А они не слышат, даже не оглядываются и уходят прочь, легонько постукивая каблуками.
— Еще минутку, прошу вас, друзья, милостивые государи, ваши превосходительства. Почему вы так торопитесь уехать? Вы еще ничего не видели. Скоро зажгутся огни, и улицы станут похожи на те, описанные в романах… не могу припомнить названия. В саду Адмиралтейства каждый вечер в двадцать один ноль-ноль поет дипломированный соловей. Женщины, бледные и прекрасные, облокотясь на парапет набережной, будут ждать кого-то, может быть, даже вас. В королевском дворце семнадцатого века в вашу честь Его Высочество устроит праздник при свете канделябров, неужто вы не слышите, что музыканты уже настраивают скрипки?
Но это неправда. В огромном городе, которого никто из вас не знает и никогда не узнает, в городе, сотворенном из моей собственной жизни (парки, дворцы, прощания, газохранилища, больницы, времена года, казармы, портики, праздники, вокзалы, влюбленности), я совершенно одинок. От одного дома к другому отдается перестук моих шагов. Что ты делаешь? Чего хочешь? Разве не видишь, насколько все бесполезно?
Они уехали. Отсветы фар растворились в ночи, где-то у края пустыни. Никого? Увы, единственные встречающиеся здесь человечьи подобия, как вы, наверное, уже убедились, — лишь призраки; а там, в меандрах нижнего города, могильными холмами копится мрак. Часы на какой-то башне бьют одиннадцать раз.
Нет. Слава Богу, я не совсем одинок. Есть существо из плоти и крови, которое ищет меня. Вот оно трусцой выбегает из глубины проспекта, освещенное зеленоватыми лучами фонарей.
Собака. Длинношерстая. Черная. Глаза у нее кроткие и задумчивые. Она до странности похожа на Спартака, пуделя, что был у меня лет пятнадцать назад. Тот же нос, та же трусца, то же покорное выражение глаз.
Похожа? Да ничего подобного!

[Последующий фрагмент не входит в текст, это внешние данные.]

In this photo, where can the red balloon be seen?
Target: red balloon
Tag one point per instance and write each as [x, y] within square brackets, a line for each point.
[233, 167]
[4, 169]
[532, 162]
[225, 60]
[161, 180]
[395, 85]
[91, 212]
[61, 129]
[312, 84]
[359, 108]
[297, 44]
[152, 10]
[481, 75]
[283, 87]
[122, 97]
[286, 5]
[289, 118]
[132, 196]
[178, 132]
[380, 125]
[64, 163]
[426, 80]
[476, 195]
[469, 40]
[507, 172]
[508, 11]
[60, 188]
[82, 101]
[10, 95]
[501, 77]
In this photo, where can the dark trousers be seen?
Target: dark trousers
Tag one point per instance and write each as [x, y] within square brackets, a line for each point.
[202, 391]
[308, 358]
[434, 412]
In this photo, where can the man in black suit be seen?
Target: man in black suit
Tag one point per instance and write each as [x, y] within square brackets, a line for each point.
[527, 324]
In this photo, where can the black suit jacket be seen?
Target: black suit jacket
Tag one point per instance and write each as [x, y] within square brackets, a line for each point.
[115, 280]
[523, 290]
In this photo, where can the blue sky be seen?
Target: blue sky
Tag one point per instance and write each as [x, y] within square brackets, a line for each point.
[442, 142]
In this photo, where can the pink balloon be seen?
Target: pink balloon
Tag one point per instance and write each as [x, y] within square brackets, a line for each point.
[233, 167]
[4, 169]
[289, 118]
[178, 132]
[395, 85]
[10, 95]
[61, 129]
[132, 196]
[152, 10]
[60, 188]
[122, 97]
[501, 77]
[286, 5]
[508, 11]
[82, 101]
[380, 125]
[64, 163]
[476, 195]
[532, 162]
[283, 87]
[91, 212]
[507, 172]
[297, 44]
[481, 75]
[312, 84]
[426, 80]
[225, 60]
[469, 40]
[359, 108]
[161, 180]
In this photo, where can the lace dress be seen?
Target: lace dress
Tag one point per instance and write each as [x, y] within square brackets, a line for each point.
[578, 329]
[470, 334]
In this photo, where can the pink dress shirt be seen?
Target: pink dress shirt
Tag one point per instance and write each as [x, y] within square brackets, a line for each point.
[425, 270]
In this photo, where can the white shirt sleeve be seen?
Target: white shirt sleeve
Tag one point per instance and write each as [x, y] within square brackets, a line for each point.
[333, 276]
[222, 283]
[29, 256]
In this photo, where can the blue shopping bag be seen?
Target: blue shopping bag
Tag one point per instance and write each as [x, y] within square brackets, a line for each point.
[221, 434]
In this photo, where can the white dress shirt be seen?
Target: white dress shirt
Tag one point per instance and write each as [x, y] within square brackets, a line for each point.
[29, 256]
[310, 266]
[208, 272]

Это он и есть, Спартак, живой символ далеких лет, которые теперь мне кажутся счастливыми.
Он бежит навстречу и пристально смотрит мне в глаза тяжелым, по-собачьи преданным и в то же время укоризненным взглядом. Сейчас он бросится ко мне, радостно повизгивая.
Но когда до него остается метра два и я уже протягиваю руку, чтобы погладить его мягкую шерстку, он ускользает, отдаляется.
— Спартак! — кричу я. — Спартак!
Но пес не отзывается, не останавливается, даже не поворачивает головы.